Suppliers locked out of luxury cruise business
Ship chandlers have been locked out of luxury cruise business because of failure to meet international supply standards. The local suppliers remain completely shut out of the business by the stringent international standards on the quality of goods that are purchased by the luxury cruise liners.
Ship chandlers have been locked out of luxury cruise business because of failure to meet international supply standards.
The local suppliers remain completely shut out of the business by the stringent international standards on the quality of goods that are purchased by the luxury cruise liners.
At stake are the millions of dollars that operators of the passenger vessels spend on provisions at every main stage of their itinerary.

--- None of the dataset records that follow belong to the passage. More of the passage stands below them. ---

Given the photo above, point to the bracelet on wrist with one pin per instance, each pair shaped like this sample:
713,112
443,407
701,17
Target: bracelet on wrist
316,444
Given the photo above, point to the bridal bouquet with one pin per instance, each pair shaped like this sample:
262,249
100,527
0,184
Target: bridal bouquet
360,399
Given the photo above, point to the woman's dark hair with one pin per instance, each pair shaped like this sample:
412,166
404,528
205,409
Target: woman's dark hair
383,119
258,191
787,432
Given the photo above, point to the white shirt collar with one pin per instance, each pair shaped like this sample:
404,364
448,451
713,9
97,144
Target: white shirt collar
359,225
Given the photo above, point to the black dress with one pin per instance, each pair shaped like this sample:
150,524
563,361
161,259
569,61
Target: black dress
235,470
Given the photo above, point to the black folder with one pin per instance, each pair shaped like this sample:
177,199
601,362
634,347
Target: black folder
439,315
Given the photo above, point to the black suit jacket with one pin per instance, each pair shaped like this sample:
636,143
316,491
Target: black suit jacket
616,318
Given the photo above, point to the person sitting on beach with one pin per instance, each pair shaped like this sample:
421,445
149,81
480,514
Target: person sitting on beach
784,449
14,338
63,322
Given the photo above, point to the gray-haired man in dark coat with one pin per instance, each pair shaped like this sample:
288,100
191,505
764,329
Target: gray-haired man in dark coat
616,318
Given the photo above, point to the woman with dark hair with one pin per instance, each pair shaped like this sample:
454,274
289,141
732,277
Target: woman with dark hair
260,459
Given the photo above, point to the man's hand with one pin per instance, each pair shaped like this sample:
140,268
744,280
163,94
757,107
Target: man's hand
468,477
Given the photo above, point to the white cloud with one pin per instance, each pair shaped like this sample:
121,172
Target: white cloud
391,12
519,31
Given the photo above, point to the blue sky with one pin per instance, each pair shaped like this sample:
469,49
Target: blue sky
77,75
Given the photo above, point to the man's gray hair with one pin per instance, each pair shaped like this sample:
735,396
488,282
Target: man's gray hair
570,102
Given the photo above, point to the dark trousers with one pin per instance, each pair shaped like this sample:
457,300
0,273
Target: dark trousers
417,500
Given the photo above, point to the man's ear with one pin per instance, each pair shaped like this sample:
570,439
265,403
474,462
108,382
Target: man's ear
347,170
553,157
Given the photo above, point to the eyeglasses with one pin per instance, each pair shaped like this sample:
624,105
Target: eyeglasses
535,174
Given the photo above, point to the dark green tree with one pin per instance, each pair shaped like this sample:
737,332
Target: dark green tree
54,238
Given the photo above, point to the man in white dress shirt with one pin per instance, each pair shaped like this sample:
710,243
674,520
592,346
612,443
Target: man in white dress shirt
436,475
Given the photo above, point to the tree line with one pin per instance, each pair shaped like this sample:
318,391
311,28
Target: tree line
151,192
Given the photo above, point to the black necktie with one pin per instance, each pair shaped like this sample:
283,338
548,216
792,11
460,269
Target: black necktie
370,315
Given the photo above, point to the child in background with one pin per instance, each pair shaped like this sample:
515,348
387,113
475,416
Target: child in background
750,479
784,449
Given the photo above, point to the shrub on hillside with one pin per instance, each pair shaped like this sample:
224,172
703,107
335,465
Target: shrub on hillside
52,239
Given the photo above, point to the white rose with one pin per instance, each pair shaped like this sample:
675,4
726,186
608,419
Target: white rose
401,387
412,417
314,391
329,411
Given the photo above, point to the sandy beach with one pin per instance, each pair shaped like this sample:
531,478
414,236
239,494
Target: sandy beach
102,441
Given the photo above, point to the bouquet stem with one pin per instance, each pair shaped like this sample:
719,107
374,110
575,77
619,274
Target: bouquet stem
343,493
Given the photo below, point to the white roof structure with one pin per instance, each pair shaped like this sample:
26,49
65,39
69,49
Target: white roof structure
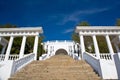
98,30
27,31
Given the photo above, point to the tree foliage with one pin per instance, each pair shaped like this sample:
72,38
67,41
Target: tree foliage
75,36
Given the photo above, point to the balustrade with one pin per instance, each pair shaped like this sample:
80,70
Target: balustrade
104,56
18,64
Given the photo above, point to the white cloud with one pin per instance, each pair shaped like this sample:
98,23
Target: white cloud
68,30
76,16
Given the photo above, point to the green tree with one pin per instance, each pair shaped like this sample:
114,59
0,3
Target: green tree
118,22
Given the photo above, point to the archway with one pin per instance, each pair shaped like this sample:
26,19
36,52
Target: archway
61,52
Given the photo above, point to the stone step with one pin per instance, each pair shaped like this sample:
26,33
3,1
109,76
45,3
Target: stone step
60,67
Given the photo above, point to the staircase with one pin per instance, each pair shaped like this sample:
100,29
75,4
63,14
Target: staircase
59,67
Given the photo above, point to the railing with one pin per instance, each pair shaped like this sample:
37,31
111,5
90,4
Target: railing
2,57
18,64
11,57
104,66
92,60
43,57
104,56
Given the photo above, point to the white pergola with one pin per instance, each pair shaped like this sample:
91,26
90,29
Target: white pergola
94,31
17,32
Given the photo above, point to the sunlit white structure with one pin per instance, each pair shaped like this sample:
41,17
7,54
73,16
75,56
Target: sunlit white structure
9,64
55,47
106,64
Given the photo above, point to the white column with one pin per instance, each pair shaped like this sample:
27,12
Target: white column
117,48
82,45
109,45
3,49
97,52
22,49
35,46
9,48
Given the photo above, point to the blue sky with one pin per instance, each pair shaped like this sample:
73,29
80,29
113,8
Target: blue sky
58,17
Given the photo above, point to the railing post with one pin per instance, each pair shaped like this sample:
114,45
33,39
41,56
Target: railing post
35,47
97,52
9,48
109,46
22,47
82,45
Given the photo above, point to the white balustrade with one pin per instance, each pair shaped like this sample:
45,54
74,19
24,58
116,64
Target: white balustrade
20,63
2,57
104,56
13,57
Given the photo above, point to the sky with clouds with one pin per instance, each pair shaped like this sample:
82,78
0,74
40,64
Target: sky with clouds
58,17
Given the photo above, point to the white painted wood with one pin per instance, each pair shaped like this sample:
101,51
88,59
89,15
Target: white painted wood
97,52
22,47
9,48
35,47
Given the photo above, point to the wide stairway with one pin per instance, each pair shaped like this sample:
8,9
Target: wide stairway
59,67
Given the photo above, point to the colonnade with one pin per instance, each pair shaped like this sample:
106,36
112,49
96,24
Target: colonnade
18,32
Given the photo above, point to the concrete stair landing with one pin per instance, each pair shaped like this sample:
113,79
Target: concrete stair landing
59,67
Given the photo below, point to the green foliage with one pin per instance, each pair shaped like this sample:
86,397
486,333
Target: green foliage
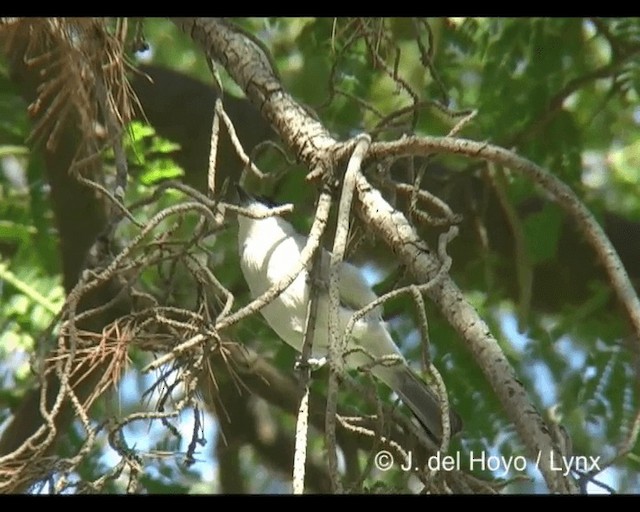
561,92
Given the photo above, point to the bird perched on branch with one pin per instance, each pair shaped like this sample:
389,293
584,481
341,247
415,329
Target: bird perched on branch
269,248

Huge cruise liners such as Pv Marco Polo or Pv Queen Elizabeth II that have visited Mombasa for a number of times are five-star hotels in rank and carry 600 and 1,200 passengers, respectively.
But the ship chandlers in Mombasa say they are literary forced to step aside and watch as supplies of basics such as foods, fruits and mineral water are brought all the way from South Africa and on to the cruise ships every time they come calling and dock at Berth I on the Kenyan port.
“It is interesting to note that imports that could be sourced locally are brought by suppliers from South Africa or Singapore. We are losing terribly as chandlers and as a country,” said Mr Roshanali Pradhan, the secretary of the Kenya Ship Chandlers Association (KSCA).
Pradhan said one of the main reasons why cruise liners avoid sourcing their supplies from Kenya is because the commodities available in the local markets are of poor quality.
The other factor is that of the poor state of the fruit and vegetable markets such as Kongowea.
“As a ship supplier, I cannot touch Kongowea. It is, according to international standards, risky and the Mombasa Municipal Council seems not to care for the market in terms of ensuring cleanliness,” he added.
The Kenya Association of Tour Operators (KATO) chairperson, Ms Tasneem Adamji, agreed that many local suppliers are unable to fulfil the stringent requirements on safety and hygiene that are imposed by the cruise tourism industry.
Even though, Adamji says the problem should be understood in the right perspective, she said seasonality of the industry had made it difficult for Kenyans, who mostly produce for the export market, to bring a share of their produce to Mombasa for the cruise vessels.
“I think the primary problem is that there is not enough lobbying to promote cruise visits, which would in turn attract supply industries,” she said.
On the quality of the local produce, she singled out oranges which she said were of low quality and many suppliers were prompted to look outside for them if asked to supply a cruise vessel and even some local tourist oriented establishments.
She said Kenyan mangoes and pineapples were of good export quality, but most producers / dealers choose to export about 99 per cent of their produce to the European Union, among other places, leaving no share for cruise vessel supplying.
This is because the cruise vessels do not call at the port throughout the year, or regularly.
The problem can only be solved by marketing Kenya to cruise tourism more aggressively and in collaboration with other destinations in the region, she said, adding that the Indian Ocean Cruise Tourism Promotion initiative – that brings together about six East African countries and islands — provides the best opportunity and the port should be more aggressive.
Adamji, who is managing director of Africa Quest Safaris and board member of Kenya Tourism Federation (KTF), expressed dissatisfaction with the slow pace of the Kenya Ports Authority (KPA) in implementing the proposed modern cruise ship handling facility at Berth I, which is expected to attract more vessels once it is operational.
She said that chandlers can still supply military vessels and cargo vessels with provisions.
“These (military and cargo) vessels are not so stringent like cruise vessels, which are floating five-star hotels plus a notch higher in terms of the standards,” the Kato boss said.
For cruise vessels, nothing is left to chance because they are always in the seas and any incident of food poisoning is bound to cause distress, she added.
She urged the Mombasa port management to collaborate with the tourism industry and other players in the East African region to promote cruise tourism, saying no matter how hard the port tries it alone, it would not go far as cruise tourism is circuit based. This means Kenya needs to work together with countries like Mauritius, Tanzania, Seychelles, Zanzibar and Comoros, among others.